“Hybrid and electric cars are sparing the environment. Critics say they’re hurting the roads,” writes Bloomberg. “The popularity of these fuel-efficient vehicles is being blamed for a drop in gasoline taxes that pay for local highway and bridge maintenance, with three states enacting rules to make up the losses with added fees on the cars and at least five others weighing similar legislation.”
According to Arizona state Senator Steve Farley, a Democrat who wrote a bill to tax electric cars, “the intent is that people who use the roads pay for them. Just because we have somebody who is getting out of doing it because they have an alternative form of fuel, that doesn’t mean they shouldn’t pay for the roads.
State and local gas-tax revenue has declined every year since 2004, falling 7 percent to $37.9 billion in 2010, this according to inflation-adjusted data from the allegedly nonpartisan research group. Institute on Taxation and Economic Policy.
That, however, is not the fault of hybrids and EVs. The market share of hybrids is pretty much stuck at around 3 percent, Hybridcars says. The market share of electric vehicles, which generate no gas tax at all, is close to unobservable, pure EVs and plug-ins together hold half a percent of the American pie.
What is true is that sales-weighted MPG of all new automobiles bought and sold in the U.S. os steadily going up.
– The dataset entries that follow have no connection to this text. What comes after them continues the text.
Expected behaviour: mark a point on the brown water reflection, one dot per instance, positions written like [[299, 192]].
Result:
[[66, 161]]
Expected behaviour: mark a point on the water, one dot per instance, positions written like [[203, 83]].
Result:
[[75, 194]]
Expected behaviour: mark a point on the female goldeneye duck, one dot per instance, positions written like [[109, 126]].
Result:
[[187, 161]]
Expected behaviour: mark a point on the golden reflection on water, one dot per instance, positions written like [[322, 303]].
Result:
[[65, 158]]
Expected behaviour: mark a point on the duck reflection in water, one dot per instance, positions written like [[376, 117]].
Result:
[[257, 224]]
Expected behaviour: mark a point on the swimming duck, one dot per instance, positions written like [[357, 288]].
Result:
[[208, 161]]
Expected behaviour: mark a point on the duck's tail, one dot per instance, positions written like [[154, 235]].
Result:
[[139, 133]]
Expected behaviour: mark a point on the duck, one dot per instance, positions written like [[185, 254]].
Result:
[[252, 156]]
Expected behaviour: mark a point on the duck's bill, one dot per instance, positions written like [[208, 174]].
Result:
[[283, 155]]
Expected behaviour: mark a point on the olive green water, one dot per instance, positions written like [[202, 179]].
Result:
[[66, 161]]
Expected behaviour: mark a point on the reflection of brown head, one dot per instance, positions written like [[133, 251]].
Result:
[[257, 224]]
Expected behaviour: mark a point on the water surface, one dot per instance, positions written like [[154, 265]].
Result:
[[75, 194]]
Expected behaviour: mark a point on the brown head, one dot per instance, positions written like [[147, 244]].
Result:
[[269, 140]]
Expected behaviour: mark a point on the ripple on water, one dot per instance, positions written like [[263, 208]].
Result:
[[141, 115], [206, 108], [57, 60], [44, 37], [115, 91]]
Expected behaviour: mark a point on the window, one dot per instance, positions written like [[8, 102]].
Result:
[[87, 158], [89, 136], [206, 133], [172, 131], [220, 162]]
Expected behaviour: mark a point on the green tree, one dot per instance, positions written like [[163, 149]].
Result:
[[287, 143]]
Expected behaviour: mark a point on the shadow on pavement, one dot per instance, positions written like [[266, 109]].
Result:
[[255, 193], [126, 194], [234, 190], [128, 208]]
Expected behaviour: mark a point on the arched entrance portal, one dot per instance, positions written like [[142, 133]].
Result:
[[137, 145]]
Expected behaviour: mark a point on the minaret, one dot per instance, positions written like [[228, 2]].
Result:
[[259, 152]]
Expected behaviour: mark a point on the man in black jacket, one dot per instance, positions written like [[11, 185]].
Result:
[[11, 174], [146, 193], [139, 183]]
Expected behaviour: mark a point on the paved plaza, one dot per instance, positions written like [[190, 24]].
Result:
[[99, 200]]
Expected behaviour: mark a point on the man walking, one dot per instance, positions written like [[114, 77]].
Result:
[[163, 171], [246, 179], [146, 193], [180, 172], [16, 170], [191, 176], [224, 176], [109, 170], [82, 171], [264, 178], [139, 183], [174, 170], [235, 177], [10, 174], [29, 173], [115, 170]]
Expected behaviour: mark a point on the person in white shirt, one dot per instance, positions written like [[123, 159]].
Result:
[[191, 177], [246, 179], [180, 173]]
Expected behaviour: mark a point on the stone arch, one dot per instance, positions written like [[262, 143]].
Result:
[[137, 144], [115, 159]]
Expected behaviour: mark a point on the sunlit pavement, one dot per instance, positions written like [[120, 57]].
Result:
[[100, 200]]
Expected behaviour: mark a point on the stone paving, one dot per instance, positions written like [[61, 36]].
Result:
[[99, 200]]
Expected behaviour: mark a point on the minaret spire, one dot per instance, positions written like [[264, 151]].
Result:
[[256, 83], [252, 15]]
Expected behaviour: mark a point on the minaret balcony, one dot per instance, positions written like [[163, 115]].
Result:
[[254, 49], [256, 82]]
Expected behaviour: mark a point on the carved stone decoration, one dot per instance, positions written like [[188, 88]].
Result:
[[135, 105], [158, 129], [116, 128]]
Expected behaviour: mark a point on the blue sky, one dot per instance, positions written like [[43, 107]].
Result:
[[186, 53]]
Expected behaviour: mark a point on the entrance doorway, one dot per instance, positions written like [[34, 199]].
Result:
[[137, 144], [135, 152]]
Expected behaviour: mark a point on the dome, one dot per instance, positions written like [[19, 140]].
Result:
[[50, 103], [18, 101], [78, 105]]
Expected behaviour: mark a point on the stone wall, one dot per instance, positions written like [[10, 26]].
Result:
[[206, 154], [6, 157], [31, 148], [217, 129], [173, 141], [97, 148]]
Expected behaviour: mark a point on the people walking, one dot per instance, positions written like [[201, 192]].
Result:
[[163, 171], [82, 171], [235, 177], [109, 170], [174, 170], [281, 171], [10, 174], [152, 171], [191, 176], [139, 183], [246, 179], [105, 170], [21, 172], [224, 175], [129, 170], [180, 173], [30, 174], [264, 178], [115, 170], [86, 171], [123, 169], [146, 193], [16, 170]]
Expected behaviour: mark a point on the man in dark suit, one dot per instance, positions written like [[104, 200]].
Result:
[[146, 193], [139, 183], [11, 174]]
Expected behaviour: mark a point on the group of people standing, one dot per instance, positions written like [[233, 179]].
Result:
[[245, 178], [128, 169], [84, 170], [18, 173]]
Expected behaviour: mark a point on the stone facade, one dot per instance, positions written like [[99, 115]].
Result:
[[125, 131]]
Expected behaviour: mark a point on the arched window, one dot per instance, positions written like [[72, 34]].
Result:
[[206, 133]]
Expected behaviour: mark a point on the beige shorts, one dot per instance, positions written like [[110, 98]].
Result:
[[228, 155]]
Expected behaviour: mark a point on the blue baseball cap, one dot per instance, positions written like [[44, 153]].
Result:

In October 2007, the index stood at 24.7 MPG. In May, all cars sold had an average CAFE rating of 30 MPG.
This is declared national policy, and automakers are working hard to meet the policy. State tax revenue becomes collateral damage.
Farley’s proposed anti-EV tax is a mileage tax. His bill wants one cent per mile driven on Arizona highways by “a vehicle that is propelled by a motor that is powered by electrical energy from rechargeable batteries or another source on the vehicle or from an external source in, on or above the street and that is not capable of being powered by motor vehicle fuel or use fuel.”
Of course, it is highly unfair to levy a mileage tax on a plug-in only. When the systems are in place to track the handful of plug-in in Arizona, and which most likely will cost more than the tax it generates, a mileage tax for all cars is sure to follow.
In New Jersey, Democratic State Senator Jim Whelan proposed a similar bill to tax cars by mile driven. The cars would be tracked by GPS. Facing criticism, he now proposes that “owners of alternative-fuel vehicles would be charged an annual fee – about $50 per year, though that is not final” as The Atlantic City Press says.